Entre refoulement, ressentiment et résilience, un portrait des rescapés des camps de concentration, 80 ans après leur libération

Primo Levi, Elie Wiesel, Simone Veil… Certains survivants des camps de concentration sont connus en raison de leurs témoignages et de leurs engagements politiques ou littéraires. Leurs noms vont briller lors du 80e anniversaire de la libération des camps de concentration, dont le plus grand et le plus connu d’entre eux, Auschwitz, libéré le 27 janvier 1945 par l’Armée rouge.

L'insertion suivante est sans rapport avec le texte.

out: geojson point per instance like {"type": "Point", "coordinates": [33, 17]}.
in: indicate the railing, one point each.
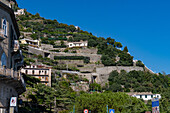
{"type": "Point", "coordinates": [10, 73]}
{"type": "Point", "coordinates": [15, 45]}
{"type": "Point", "coordinates": [2, 34]}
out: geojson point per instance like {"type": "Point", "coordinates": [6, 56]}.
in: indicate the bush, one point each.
{"type": "Point", "coordinates": [139, 63]}
{"type": "Point", "coordinates": [62, 46]}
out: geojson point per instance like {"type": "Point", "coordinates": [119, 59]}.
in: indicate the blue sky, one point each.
{"type": "Point", "coordinates": [141, 25]}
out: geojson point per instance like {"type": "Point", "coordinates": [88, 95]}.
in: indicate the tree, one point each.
{"type": "Point", "coordinates": [121, 102]}
{"type": "Point", "coordinates": [62, 43]}
{"type": "Point", "coordinates": [112, 75]}
{"type": "Point", "coordinates": [92, 43]}
{"type": "Point", "coordinates": [115, 87]}
{"type": "Point", "coordinates": [125, 49]}
{"type": "Point", "coordinates": [107, 61]}
{"type": "Point", "coordinates": [118, 45]}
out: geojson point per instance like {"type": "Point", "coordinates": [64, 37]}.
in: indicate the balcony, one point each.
{"type": "Point", "coordinates": [2, 37]}
{"type": "Point", "coordinates": [12, 78]}
{"type": "Point", "coordinates": [15, 46]}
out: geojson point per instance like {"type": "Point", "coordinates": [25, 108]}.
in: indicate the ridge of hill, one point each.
{"type": "Point", "coordinates": [101, 54]}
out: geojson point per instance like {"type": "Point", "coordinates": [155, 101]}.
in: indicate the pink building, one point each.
{"type": "Point", "coordinates": [41, 72]}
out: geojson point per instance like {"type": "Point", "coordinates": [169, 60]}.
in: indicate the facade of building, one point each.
{"type": "Point", "coordinates": [41, 72]}
{"type": "Point", "coordinates": [20, 12]}
{"type": "Point", "coordinates": [11, 59]}
{"type": "Point", "coordinates": [144, 95]}
{"type": "Point", "coordinates": [77, 44]}
{"type": "Point", "coordinates": [32, 43]}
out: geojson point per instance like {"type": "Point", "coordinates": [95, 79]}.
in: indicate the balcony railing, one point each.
{"type": "Point", "coordinates": [10, 73]}
{"type": "Point", "coordinates": [2, 37]}
{"type": "Point", "coordinates": [15, 45]}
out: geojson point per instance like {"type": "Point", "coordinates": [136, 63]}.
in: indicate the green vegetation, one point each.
{"type": "Point", "coordinates": [42, 98]}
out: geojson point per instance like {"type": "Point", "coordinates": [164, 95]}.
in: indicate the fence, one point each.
{"type": "Point", "coordinates": [10, 73]}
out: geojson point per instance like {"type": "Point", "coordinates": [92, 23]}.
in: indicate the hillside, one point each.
{"type": "Point", "coordinates": [96, 66]}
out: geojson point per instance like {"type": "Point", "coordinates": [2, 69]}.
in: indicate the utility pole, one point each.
{"type": "Point", "coordinates": [74, 109]}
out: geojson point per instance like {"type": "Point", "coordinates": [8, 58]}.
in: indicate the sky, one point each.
{"type": "Point", "coordinates": [141, 25]}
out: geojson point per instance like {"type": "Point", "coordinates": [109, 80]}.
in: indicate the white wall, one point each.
{"type": "Point", "coordinates": [149, 97]}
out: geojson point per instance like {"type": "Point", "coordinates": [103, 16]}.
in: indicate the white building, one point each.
{"type": "Point", "coordinates": [41, 72]}
{"type": "Point", "coordinates": [20, 12]}
{"type": "Point", "coordinates": [144, 95]}
{"type": "Point", "coordinates": [78, 44]}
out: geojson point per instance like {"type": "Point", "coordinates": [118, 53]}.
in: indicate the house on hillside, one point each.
{"type": "Point", "coordinates": [38, 71]}
{"type": "Point", "coordinates": [144, 95]}
{"type": "Point", "coordinates": [78, 44]}
{"type": "Point", "coordinates": [11, 60]}
{"type": "Point", "coordinates": [32, 43]}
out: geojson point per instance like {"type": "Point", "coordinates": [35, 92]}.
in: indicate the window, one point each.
{"type": "Point", "coordinates": [140, 96]}
{"type": "Point", "coordinates": [4, 27]}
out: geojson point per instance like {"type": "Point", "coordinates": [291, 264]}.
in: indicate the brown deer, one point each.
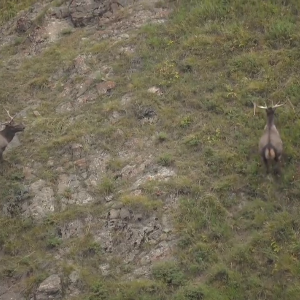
{"type": "Point", "coordinates": [8, 133]}
{"type": "Point", "coordinates": [270, 144]}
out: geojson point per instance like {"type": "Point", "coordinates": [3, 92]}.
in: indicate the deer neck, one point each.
{"type": "Point", "coordinates": [270, 122]}
{"type": "Point", "coordinates": [8, 134]}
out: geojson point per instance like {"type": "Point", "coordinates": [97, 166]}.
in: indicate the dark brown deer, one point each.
{"type": "Point", "coordinates": [270, 144]}
{"type": "Point", "coordinates": [8, 133]}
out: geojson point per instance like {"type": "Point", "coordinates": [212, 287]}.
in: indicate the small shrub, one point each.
{"type": "Point", "coordinates": [169, 273]}
{"type": "Point", "coordinates": [186, 121]}
{"type": "Point", "coordinates": [99, 292]}
{"type": "Point", "coordinates": [166, 160]}
{"type": "Point", "coordinates": [162, 136]}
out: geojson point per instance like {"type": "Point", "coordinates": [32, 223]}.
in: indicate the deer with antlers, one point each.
{"type": "Point", "coordinates": [8, 133]}
{"type": "Point", "coordinates": [270, 143]}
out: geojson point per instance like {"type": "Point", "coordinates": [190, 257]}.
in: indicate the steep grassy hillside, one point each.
{"type": "Point", "coordinates": [239, 230]}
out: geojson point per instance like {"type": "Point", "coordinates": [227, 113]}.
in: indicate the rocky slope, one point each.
{"type": "Point", "coordinates": [121, 230]}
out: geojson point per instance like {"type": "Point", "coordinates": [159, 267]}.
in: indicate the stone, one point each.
{"type": "Point", "coordinates": [104, 87]}
{"type": "Point", "coordinates": [124, 214]}
{"type": "Point", "coordinates": [36, 113]}
{"type": "Point", "coordinates": [114, 214]}
{"type": "Point", "coordinates": [43, 201]}
{"type": "Point", "coordinates": [81, 163]}
{"type": "Point", "coordinates": [50, 288]}
{"type": "Point", "coordinates": [155, 90]}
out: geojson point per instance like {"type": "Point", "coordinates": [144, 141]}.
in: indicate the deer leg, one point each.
{"type": "Point", "coordinates": [277, 168]}
{"type": "Point", "coordinates": [266, 164]}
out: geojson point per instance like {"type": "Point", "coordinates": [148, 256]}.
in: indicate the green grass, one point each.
{"type": "Point", "coordinates": [238, 229]}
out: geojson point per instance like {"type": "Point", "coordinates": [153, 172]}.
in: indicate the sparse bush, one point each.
{"type": "Point", "coordinates": [169, 273]}
{"type": "Point", "coordinates": [106, 186]}
{"type": "Point", "coordinates": [166, 160]}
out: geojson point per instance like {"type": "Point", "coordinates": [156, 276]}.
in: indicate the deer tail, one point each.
{"type": "Point", "coordinates": [270, 152]}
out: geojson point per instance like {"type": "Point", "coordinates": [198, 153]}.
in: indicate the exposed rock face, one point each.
{"type": "Point", "coordinates": [85, 12]}
{"type": "Point", "coordinates": [43, 201]}
{"type": "Point", "coordinates": [50, 288]}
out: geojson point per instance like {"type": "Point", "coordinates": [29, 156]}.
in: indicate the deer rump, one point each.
{"type": "Point", "coordinates": [270, 144]}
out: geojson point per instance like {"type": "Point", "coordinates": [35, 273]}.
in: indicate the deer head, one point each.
{"type": "Point", "coordinates": [8, 133]}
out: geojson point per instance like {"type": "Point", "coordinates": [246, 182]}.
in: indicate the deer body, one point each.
{"type": "Point", "coordinates": [8, 133]}
{"type": "Point", "coordinates": [270, 143]}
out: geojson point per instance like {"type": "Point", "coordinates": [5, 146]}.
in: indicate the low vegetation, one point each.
{"type": "Point", "coordinates": [238, 229]}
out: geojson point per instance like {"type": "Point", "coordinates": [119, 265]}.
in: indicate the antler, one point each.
{"type": "Point", "coordinates": [263, 107]}
{"type": "Point", "coordinates": [277, 105]}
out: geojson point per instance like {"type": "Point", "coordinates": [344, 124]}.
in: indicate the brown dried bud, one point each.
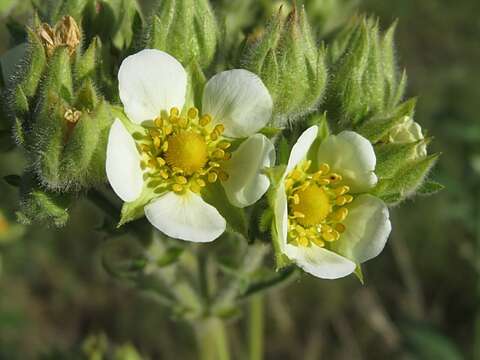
{"type": "Point", "coordinates": [66, 33]}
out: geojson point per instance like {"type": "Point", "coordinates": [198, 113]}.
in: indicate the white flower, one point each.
{"type": "Point", "coordinates": [408, 131]}
{"type": "Point", "coordinates": [324, 220]}
{"type": "Point", "coordinates": [178, 152]}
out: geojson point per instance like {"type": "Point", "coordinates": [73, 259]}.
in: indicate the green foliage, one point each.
{"type": "Point", "coordinates": [186, 29]}
{"type": "Point", "coordinates": [365, 80]}
{"type": "Point", "coordinates": [290, 64]}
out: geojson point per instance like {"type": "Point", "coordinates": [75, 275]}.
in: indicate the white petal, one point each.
{"type": "Point", "coordinates": [301, 147]}
{"type": "Point", "coordinates": [246, 183]}
{"type": "Point", "coordinates": [367, 229]}
{"type": "Point", "coordinates": [123, 163]}
{"type": "Point", "coordinates": [353, 157]}
{"type": "Point", "coordinates": [317, 261]}
{"type": "Point", "coordinates": [320, 262]}
{"type": "Point", "coordinates": [150, 81]}
{"type": "Point", "coordinates": [187, 217]}
{"type": "Point", "coordinates": [239, 100]}
{"type": "Point", "coordinates": [281, 216]}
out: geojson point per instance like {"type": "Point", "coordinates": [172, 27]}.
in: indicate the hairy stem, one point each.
{"type": "Point", "coordinates": [256, 327]}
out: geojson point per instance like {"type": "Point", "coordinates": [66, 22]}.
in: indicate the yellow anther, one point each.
{"type": "Point", "coordinates": [212, 177]}
{"type": "Point", "coordinates": [158, 122]}
{"type": "Point", "coordinates": [328, 236]}
{"type": "Point", "coordinates": [195, 188]}
{"type": "Point", "coordinates": [306, 165]}
{"type": "Point", "coordinates": [288, 184]}
{"type": "Point", "coordinates": [296, 174]}
{"type": "Point", "coordinates": [152, 163]}
{"type": "Point", "coordinates": [340, 215]}
{"type": "Point", "coordinates": [168, 129]}
{"type": "Point", "coordinates": [205, 120]}
{"type": "Point", "coordinates": [165, 146]}
{"type": "Point", "coordinates": [317, 241]}
{"type": "Point", "coordinates": [177, 188]}
{"type": "Point", "coordinates": [219, 129]}
{"type": "Point", "coordinates": [296, 199]}
{"type": "Point", "coordinates": [298, 215]}
{"type": "Point", "coordinates": [341, 190]}
{"type": "Point", "coordinates": [182, 180]}
{"type": "Point", "coordinates": [335, 177]}
{"type": "Point", "coordinates": [160, 161]}
{"type": "Point", "coordinates": [218, 154]}
{"type": "Point", "coordinates": [183, 122]}
{"type": "Point", "coordinates": [224, 145]}
{"type": "Point", "coordinates": [164, 174]}
{"type": "Point", "coordinates": [302, 241]}
{"type": "Point", "coordinates": [323, 182]}
{"type": "Point", "coordinates": [340, 228]}
{"type": "Point", "coordinates": [192, 113]}
{"type": "Point", "coordinates": [223, 176]}
{"type": "Point", "coordinates": [214, 164]}
{"type": "Point", "coordinates": [324, 168]}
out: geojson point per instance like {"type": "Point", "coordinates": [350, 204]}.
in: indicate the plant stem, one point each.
{"type": "Point", "coordinates": [256, 327]}
{"type": "Point", "coordinates": [212, 339]}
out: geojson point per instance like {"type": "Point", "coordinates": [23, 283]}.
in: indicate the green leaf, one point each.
{"type": "Point", "coordinates": [13, 180]}
{"type": "Point", "coordinates": [273, 279]}
{"type": "Point", "coordinates": [135, 209]}
{"type": "Point", "coordinates": [430, 188]}
{"type": "Point", "coordinates": [236, 219]}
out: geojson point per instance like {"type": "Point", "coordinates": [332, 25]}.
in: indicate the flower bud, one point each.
{"type": "Point", "coordinates": [291, 65]}
{"type": "Point", "coordinates": [365, 80]}
{"type": "Point", "coordinates": [186, 29]}
{"type": "Point", "coordinates": [65, 33]}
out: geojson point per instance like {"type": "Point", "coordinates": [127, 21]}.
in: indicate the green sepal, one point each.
{"type": "Point", "coordinates": [186, 29]}
{"type": "Point", "coordinates": [195, 85]}
{"type": "Point", "coordinates": [430, 188]}
{"type": "Point", "coordinates": [87, 64]}
{"type": "Point", "coordinates": [406, 181]}
{"type": "Point", "coordinates": [135, 210]}
{"type": "Point", "coordinates": [359, 274]}
{"type": "Point", "coordinates": [378, 128]}
{"type": "Point", "coordinates": [58, 77]}
{"type": "Point", "coordinates": [266, 219]}
{"type": "Point", "coordinates": [215, 195]}
{"type": "Point", "coordinates": [41, 206]}
{"type": "Point", "coordinates": [392, 157]}
{"type": "Point", "coordinates": [84, 154]}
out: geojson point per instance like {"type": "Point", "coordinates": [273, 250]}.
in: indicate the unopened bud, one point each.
{"type": "Point", "coordinates": [291, 65]}
{"type": "Point", "coordinates": [65, 33]}
{"type": "Point", "coordinates": [186, 29]}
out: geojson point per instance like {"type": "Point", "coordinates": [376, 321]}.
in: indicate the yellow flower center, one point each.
{"type": "Point", "coordinates": [188, 151]}
{"type": "Point", "coordinates": [313, 203]}
{"type": "Point", "coordinates": [316, 208]}
{"type": "Point", "coordinates": [183, 151]}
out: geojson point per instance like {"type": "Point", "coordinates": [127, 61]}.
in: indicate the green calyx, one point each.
{"type": "Point", "coordinates": [365, 78]}
{"type": "Point", "coordinates": [290, 64]}
{"type": "Point", "coordinates": [186, 29]}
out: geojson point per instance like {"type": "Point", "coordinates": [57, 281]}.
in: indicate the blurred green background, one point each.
{"type": "Point", "coordinates": [421, 299]}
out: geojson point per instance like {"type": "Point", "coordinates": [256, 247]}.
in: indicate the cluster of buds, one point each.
{"type": "Point", "coordinates": [366, 80]}
{"type": "Point", "coordinates": [290, 63]}
{"type": "Point", "coordinates": [186, 29]}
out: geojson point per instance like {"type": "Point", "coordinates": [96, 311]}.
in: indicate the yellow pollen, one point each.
{"type": "Point", "coordinates": [313, 203]}
{"type": "Point", "coordinates": [187, 151]}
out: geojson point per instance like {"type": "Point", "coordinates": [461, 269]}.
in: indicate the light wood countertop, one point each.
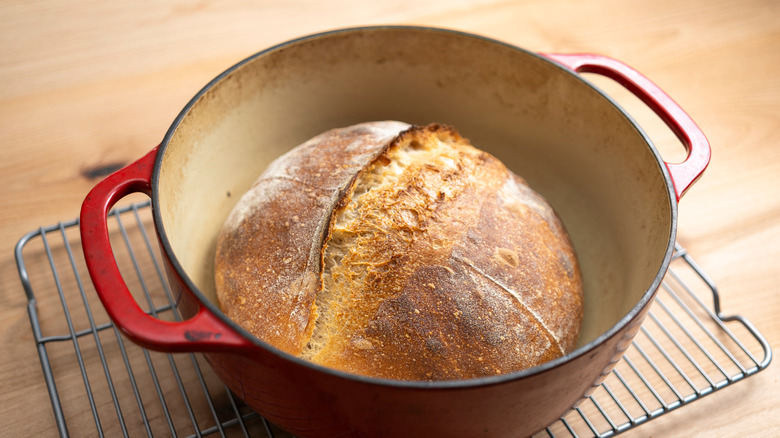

Comme l’a écrit la psychanalyste française Anne-Lise Stern, elle-même rescapée de ce camp situé en Pologne, « avoir été au camp, ça ne fait pas nécessairement de vous un Primo Levi ». Les survivants anonymes n’ont pas écrit de livres à succès (Levi est l’auteur notamment du bouleversant « Si c’est un homme ») et, pour certains, n’ont jamais témoigné de leur expérience.

Nous ne manquons pas de récits sur l’horreur des camps. Des fondations telles que la Shoah Visual History Foundation et les fondations pour la mémoire de la Shoah et de la Déportation ont recueilli de nombreux témoignages écrits, audio et vidéo d’anciens déportés. Mais la plupart d’entre eux s’arrêtent à la libération des camps. Quant aux études scientifiques, elles portent essentiellement sur les séquelles physiques et psychiques ; elles s’intéressent peu à la vie quotidienne des rescapés.

C’est pour cela qu’au début des années 2000 j’ai commencé à étudier le parcours de 625 survivants juifs et/ou résistants ayant été déportés depuis la France, et à interviewer une trentaine d’entre eux ainsi que leur famille (frères et sœurs, conjoints, enfants).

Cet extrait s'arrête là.